企業向け市場では、シスコシステムズは50%近いシェアを確保し、製品分野別でも企業向けイーサネットスイッチ、企業向けルーター、企業向け無線LAN機器のすべての市場でトップシェアを獲得している。

さらに、多くのベンダーがマイナス成長に陥った通信事業者向けネットワーク機器市場でも、同社の成長は傑出している。第4のMNO(Mobile Network Operator)として新規参入した楽天モバイルのネットワーク構築などが通信事業者向けルーターの売上増加に寄与し、同市場で70%近いシェアを獲得した。
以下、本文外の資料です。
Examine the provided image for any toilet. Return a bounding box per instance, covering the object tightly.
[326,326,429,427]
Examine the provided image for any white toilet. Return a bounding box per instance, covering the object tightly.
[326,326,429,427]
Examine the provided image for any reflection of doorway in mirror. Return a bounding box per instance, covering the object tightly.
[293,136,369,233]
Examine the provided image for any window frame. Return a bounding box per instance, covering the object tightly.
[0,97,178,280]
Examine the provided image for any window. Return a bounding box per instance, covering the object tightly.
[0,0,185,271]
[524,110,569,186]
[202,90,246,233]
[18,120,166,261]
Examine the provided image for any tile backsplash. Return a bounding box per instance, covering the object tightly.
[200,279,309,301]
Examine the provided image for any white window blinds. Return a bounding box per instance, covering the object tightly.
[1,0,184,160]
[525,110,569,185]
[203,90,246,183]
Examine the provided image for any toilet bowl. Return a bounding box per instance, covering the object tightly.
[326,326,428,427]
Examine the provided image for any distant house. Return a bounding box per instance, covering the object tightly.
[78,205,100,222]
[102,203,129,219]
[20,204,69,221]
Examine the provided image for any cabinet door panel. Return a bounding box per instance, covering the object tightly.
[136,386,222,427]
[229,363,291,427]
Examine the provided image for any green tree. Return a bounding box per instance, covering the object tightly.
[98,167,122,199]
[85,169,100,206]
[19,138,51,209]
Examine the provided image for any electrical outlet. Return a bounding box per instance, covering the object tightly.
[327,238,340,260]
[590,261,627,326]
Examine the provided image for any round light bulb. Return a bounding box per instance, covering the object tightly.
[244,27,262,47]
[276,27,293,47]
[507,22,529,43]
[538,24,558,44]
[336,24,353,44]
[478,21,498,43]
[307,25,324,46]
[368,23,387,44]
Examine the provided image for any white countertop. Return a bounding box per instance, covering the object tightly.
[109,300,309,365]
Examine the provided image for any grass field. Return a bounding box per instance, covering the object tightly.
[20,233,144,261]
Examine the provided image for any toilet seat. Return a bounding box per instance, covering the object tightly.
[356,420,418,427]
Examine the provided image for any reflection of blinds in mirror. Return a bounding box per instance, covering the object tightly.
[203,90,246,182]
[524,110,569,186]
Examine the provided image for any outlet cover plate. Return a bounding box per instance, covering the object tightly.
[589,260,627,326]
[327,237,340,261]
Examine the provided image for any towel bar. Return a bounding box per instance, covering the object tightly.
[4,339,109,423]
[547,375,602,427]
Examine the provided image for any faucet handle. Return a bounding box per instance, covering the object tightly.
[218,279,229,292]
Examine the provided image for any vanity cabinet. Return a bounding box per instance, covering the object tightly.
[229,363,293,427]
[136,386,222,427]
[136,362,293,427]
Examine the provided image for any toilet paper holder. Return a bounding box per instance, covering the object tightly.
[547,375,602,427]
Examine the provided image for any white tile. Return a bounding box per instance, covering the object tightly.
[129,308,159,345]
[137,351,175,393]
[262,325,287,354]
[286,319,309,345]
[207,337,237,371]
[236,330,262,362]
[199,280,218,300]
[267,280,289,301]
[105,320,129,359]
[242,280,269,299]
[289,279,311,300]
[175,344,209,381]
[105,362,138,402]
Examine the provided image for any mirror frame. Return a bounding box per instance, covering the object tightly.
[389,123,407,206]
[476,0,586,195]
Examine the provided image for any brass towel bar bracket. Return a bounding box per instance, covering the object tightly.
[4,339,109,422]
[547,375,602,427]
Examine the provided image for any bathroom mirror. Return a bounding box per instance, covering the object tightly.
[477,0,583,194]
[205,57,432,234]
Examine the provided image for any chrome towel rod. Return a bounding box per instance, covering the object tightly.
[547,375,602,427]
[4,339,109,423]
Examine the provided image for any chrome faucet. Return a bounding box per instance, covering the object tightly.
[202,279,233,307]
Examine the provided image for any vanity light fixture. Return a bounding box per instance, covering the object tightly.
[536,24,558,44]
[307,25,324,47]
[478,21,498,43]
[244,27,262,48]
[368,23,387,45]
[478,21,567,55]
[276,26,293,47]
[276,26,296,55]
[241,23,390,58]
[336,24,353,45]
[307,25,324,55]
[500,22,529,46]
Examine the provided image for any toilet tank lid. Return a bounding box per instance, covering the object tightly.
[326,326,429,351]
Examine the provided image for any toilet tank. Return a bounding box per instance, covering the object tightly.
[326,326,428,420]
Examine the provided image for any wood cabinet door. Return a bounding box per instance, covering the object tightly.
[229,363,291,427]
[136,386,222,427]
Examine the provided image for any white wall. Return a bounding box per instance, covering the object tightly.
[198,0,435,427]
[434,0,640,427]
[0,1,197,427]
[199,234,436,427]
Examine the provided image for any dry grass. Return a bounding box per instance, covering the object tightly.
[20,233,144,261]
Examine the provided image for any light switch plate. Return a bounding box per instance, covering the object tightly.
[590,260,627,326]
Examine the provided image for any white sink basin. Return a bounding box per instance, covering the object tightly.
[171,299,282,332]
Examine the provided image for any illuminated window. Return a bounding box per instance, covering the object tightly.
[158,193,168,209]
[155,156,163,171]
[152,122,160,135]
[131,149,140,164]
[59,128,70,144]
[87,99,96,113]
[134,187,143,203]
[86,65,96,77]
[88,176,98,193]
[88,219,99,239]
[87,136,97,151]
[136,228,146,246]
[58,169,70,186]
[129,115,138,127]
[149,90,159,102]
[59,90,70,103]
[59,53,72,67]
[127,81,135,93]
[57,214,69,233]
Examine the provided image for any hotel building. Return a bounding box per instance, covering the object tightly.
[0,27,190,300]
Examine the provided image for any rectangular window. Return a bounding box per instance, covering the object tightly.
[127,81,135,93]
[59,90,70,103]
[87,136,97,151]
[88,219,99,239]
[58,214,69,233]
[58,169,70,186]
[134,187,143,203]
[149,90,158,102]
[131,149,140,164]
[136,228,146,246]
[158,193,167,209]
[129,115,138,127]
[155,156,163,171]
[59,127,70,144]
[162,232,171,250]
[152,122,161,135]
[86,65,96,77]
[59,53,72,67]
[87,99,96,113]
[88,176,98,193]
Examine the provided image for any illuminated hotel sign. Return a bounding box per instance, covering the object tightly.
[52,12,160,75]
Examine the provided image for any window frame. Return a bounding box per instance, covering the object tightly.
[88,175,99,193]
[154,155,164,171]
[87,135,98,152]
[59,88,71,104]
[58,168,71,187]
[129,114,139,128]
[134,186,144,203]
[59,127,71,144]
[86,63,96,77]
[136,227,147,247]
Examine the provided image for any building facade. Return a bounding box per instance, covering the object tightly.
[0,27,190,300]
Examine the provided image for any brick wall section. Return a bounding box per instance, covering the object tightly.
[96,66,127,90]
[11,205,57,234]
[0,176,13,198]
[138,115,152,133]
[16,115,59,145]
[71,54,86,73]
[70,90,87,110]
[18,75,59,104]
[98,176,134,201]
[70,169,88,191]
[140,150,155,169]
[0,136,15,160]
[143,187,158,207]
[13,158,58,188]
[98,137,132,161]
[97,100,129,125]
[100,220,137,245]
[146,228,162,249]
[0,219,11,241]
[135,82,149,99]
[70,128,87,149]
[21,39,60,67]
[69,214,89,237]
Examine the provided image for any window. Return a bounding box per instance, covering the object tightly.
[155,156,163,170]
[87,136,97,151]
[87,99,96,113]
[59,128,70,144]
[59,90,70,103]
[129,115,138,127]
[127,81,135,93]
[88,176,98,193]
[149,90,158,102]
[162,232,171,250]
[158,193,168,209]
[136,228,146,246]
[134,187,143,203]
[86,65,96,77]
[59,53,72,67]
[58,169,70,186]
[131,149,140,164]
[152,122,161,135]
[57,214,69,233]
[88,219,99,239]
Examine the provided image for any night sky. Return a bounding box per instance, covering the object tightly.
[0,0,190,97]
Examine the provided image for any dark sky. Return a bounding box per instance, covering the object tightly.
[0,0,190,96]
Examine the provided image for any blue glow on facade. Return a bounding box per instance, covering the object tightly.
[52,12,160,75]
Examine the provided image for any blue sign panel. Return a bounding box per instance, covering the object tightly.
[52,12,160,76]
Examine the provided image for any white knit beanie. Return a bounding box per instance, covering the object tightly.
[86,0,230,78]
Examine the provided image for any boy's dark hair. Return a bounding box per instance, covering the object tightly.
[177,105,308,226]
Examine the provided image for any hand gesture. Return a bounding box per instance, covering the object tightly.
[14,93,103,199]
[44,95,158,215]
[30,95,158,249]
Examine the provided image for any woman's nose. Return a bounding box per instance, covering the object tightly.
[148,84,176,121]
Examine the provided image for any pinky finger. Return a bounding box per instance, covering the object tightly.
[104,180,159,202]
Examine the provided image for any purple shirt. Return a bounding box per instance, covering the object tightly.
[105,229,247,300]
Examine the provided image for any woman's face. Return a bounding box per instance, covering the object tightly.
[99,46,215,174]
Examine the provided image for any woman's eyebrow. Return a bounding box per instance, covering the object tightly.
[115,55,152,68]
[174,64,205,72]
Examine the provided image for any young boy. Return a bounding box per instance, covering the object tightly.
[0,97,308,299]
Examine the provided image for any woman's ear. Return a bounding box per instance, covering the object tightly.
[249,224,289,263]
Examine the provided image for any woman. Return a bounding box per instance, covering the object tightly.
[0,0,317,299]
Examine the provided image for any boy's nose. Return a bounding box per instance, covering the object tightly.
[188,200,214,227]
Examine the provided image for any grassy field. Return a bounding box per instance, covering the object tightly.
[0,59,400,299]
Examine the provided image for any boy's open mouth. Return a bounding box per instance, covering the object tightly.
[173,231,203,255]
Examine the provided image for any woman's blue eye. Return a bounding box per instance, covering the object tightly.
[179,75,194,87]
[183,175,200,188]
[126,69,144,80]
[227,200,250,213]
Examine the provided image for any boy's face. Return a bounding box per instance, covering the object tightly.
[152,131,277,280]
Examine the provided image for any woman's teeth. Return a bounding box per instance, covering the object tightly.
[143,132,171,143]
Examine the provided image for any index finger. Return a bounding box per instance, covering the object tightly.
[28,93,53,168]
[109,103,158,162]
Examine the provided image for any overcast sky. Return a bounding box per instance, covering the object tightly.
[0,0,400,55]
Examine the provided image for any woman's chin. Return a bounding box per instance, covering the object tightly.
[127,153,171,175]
2019年の国内ネットワーク機器市場で注目すべきベンダーは、シスコシステムズ以外にも存在する。ヤマハは、企業の中小規模拠点などに配備されることが多いSOHOルーター市場において、売上額で2桁成長を達成しシェアは50%に迫る。

また、アライドテレシスは、企業向け無線LAN機器市場で上位ベンダーの中では突出した成長でシェアを伸ばした。同社の無線LANを企業ネットワークの主役の一つに据えた戦略の転換と、その戦略を具現化する無線LANソリューションの拡充が、市場シェアの拡大につながったとIDCではみている。さらに、データセンター向けイーサネットスイッチ市場では、アリスタネットワークスがシスコシステムズに次ぐベンダーとして盤石な地位を確立している。

企業ネットワークにおいても「所有から利用へ」の動きは以前よりも強まっており、事業者はマネージドネットワークサービスの強化を進めている。

IDC Japan コミュニケーションズのグループマネージャーである草野賢一氏は、このような市場環境下において「企業向けネットワーク機器ベンダーは、マネージドネットワークサービス事業者向けビジネスを重視する製品戦略への転換を検討すべきである」と述べた。

続けて「企業のマネージドサービス志向の高まりに伴って、ネットワーク機器市場に対する影響力が強まる中で、マネージドサービス事業者に選ばれる企業ネットワークソリューションとは何か、といった視点での製品開発がこれまで以上に重要になる」と述べている。